E-Scooter-Verleih in Heilbronn: Fast nirgends verlangen Anbieter so hohe Preise
Solo für Tier: Der deutsche Anbieter ist der einzig verbliebene auf dem Heilbronner Markt für Leih-Elektroroller. Das Unternehmen zeigt sich mit dem Geschäft zufrieden, aber Nutzer müssen mehr zahlen als in anderen Städten.

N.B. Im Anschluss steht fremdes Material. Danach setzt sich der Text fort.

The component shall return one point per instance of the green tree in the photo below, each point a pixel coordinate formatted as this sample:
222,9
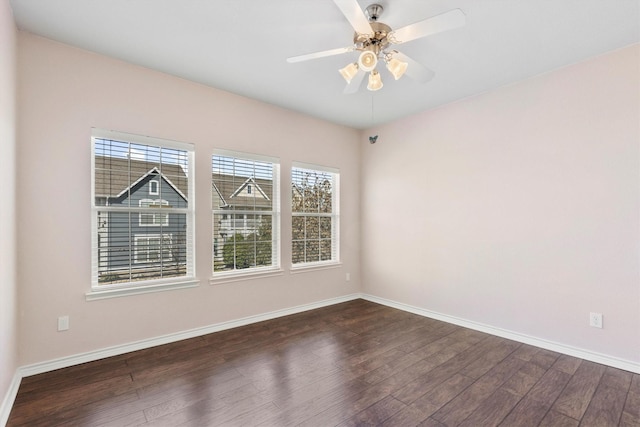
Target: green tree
311,200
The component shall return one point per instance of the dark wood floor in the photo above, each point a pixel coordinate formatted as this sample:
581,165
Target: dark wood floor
356,363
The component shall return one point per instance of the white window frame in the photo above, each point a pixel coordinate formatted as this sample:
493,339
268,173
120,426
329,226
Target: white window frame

Zeitweise waren es vier, jetzt ist es nur noch einer: Seit September hat das Unternehmen Tier mit Sitz in Berlin den Heilbronner Markt für Leih-Elektroroller für sich allein. Vorausgegangen war die Entscheidung der Stadt, die Zügel anzuziehen – auch, weil sich Beschwerden über wild abgestellte Scooter häuften. Heilbronn regelt seither in einem Vertrag Rechte und Pflichten der Anbieter.

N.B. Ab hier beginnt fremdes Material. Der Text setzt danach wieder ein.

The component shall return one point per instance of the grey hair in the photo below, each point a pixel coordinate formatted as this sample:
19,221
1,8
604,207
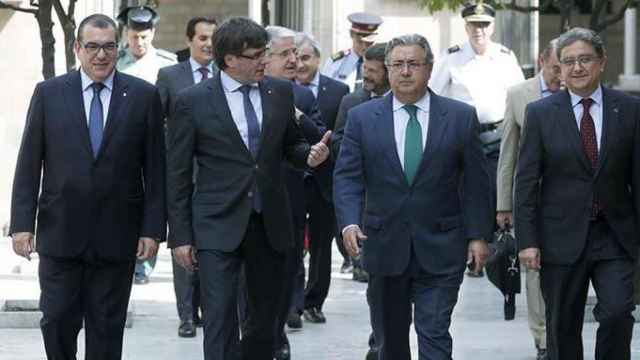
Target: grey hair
581,34
279,32
410,40
303,39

Nur Tier war bereit, die Konditionen zu akzeptieren. Lime, einer der großen Anbieter, winkte ab und zog sich aus Heilbronn zurück. Insbesondere der Punkt, dass die Stadt die Flottengröße einschränken kann, schien Lime nicht akzeptabel.
E-Scooter-Verleih in Heilbronn: Unternehmen zieht positive Bilanz
Tier zieht nun eine positive Bilanz des Engagements. „Mit der Nutzung unseres multimodalen Angebots an E-Scootern und Pedelecs in Heilbronn sind wir sehr zufrieden", sagt Oguzhan Tasli, Regionalmanager Südwestdeutschland. "Die Zahlen zeigen, dass wir mittlerweile ein fester Bestandteil im Mobilitätsmix der Menschen in Heilbronn sind." Binnen drei Jahren in Heilbronn zählt Tier 630.000 Fahrten. 50.000 Nutzer hätten demnach mehr als eine Million Kilometer zurückgelegt. Neben 434 Scootern bietet das Unternehmen in Heilbronn auch 172 Elektrofahrräder an, deren Zahl ab April auf 300 steigen soll.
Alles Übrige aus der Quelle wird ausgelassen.